Being an artist seemed the least likely wish to come true, but the one I wanted the most. I was told by my mother that a career in the arts was impractical, and furthermore I’d have to be very good, as the competition was so keen. The implication was that I was not or could not be “good enough” to make it. In college I majored in biology and on to Bowman Gray School of Medical Technology.
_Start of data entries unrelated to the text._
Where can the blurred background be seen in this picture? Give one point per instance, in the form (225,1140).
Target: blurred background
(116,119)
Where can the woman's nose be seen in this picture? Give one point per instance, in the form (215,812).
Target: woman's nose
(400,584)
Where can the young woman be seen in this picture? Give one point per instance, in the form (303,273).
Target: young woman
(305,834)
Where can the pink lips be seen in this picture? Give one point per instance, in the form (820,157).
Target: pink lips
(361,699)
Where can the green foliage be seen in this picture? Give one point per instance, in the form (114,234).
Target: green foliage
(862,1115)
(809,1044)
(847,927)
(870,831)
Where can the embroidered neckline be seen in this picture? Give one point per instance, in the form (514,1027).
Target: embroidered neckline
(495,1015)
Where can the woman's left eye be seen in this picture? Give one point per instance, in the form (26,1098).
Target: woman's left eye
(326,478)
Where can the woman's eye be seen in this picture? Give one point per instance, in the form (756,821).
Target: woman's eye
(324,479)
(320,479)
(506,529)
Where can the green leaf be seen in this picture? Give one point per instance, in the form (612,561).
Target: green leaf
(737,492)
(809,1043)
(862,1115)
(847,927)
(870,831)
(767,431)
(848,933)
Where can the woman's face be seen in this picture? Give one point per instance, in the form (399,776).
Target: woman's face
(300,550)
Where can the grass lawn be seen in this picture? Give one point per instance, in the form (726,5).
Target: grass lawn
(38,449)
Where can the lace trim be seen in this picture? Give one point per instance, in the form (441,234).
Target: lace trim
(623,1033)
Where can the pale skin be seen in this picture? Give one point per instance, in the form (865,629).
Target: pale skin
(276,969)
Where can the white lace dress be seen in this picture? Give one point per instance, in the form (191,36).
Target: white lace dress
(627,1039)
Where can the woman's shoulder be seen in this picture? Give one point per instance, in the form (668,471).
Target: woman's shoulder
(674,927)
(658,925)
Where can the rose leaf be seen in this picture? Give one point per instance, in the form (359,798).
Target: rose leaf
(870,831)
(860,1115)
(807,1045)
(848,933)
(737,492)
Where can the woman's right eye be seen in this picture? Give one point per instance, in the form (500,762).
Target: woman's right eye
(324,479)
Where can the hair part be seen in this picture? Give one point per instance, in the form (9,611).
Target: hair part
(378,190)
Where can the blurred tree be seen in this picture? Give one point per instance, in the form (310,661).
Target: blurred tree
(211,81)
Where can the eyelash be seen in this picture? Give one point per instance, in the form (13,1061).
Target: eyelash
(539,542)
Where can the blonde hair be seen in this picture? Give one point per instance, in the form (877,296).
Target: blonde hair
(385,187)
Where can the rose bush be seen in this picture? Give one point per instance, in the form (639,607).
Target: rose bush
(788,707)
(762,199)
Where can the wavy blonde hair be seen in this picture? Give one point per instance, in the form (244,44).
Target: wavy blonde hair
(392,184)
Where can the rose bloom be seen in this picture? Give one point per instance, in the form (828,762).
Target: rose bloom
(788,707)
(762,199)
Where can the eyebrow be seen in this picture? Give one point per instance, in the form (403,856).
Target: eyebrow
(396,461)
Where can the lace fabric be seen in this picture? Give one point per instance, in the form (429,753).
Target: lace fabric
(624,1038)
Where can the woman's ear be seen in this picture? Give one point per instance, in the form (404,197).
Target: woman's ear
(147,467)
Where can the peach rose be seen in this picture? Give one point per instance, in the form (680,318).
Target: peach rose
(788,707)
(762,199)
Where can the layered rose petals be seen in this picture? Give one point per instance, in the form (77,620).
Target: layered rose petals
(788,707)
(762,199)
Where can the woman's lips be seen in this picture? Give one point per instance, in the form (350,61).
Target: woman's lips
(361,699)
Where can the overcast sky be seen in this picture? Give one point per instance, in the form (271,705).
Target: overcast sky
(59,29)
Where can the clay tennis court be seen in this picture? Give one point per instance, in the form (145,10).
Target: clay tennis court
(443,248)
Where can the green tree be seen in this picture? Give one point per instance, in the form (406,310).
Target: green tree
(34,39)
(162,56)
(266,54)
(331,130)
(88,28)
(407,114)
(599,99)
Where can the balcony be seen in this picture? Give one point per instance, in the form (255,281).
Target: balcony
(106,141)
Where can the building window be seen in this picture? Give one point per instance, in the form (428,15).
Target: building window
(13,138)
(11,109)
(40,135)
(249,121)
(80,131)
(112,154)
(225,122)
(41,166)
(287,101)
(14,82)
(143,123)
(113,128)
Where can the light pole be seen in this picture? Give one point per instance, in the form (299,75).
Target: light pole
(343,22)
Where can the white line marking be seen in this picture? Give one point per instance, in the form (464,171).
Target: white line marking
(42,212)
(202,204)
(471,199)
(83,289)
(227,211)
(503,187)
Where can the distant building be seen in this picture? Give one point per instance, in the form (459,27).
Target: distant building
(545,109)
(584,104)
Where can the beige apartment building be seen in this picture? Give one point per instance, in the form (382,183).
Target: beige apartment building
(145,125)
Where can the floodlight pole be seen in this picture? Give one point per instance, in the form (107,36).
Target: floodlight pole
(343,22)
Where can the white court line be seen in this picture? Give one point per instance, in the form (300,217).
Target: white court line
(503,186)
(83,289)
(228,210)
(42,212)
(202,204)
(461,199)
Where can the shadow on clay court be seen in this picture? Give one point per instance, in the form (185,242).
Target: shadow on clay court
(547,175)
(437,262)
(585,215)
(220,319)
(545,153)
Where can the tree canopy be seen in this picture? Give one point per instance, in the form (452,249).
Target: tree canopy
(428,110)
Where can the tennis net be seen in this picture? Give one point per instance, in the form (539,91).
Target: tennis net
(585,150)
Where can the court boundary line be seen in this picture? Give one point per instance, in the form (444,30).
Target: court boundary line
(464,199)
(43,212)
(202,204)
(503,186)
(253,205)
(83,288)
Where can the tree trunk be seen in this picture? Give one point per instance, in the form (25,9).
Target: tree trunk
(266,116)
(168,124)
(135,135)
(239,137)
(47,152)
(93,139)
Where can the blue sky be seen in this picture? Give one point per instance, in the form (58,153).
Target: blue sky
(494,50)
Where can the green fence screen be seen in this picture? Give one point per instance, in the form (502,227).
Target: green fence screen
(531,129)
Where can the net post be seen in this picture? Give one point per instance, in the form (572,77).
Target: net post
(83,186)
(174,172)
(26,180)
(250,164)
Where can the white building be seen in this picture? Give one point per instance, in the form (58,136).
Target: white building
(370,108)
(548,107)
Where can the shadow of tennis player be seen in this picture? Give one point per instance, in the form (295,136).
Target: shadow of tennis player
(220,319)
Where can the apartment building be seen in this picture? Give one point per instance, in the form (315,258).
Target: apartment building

During my twenties (the Sixties) while raising two daughters and trying to figure out marriage, my greatest wish began to cry for attention. The first symptoms were unhappiness and a feeling that life was passing me by. I realize now, after 15 years making a living as an artist, that my earliest wish was not so much because I liked to draw and paint, but because I saw in my aunt the wholeness of her life. In my rush to “make it” and be successful, I discovered I had lost track of what attracted me to this life choice. For the past several months, I have been getting back in touch with the real wish — not so much being an artist, but finding out what it means to be a happy and whole person.

Nancy Tuttle May
Durham, North Carolina

I wish my car had a radio.

I wish I had a car.

I wish I was driving through Wyoming in the snow.

New York, New York

Unlike many of my friends, who are constantly engaged in life crises and questioning where they are going, I’ve known since I was in high school exactly what I wanted. I’ve known my wishes. I haven’t achieved them yet but I’m moving in that direction. The first thing I’ve wanted was a woman who loved me as much as I loved her and had a passionate devotion to her art or calling as strong as my own calling for my art. The second thing I’ve wished for is to pursue my own art — the writing of poems, plays, stories, essays, novels — and not to have to do other jobs, like teaching or typing or selling books, in order to survive. In short, I’ve desired to live off my art. The last thing I’ve wanted is to contribute, in some way, to making this a more perfect world — to do something to end hunger, economic exploitation, and the lack of freedom.

I’m 39 now, and I know we don’t live in a free world — there are limits to what “they” will allow you to do, in spite of what the facile “affirmation gurus” tell you. And yet paradoxically, the main reason I have not achieved my own full realization and selfhood has been my own lack of courage. I’m conservative. I hate walking off cliffs. Yet I need to walk naked. I need to be a man and walk through the fire of initiation — that’s my only chance to get my three wishes, or I should say, my last two wishes. I got my lady by walking through fire, running off with her seven years ago while married to another. To get her I had to throw off houses and cars and a fancy, cushy job — but it was real easy. Walking through fire naked is great drama, great blood sizzling adventure. That’s how you get those wishes, you grab ’em, take the risk like the kid grabbing, leaning off his horse as it spins and goes up and down on the merry-go-round. Grab that wishing ring! Grab it.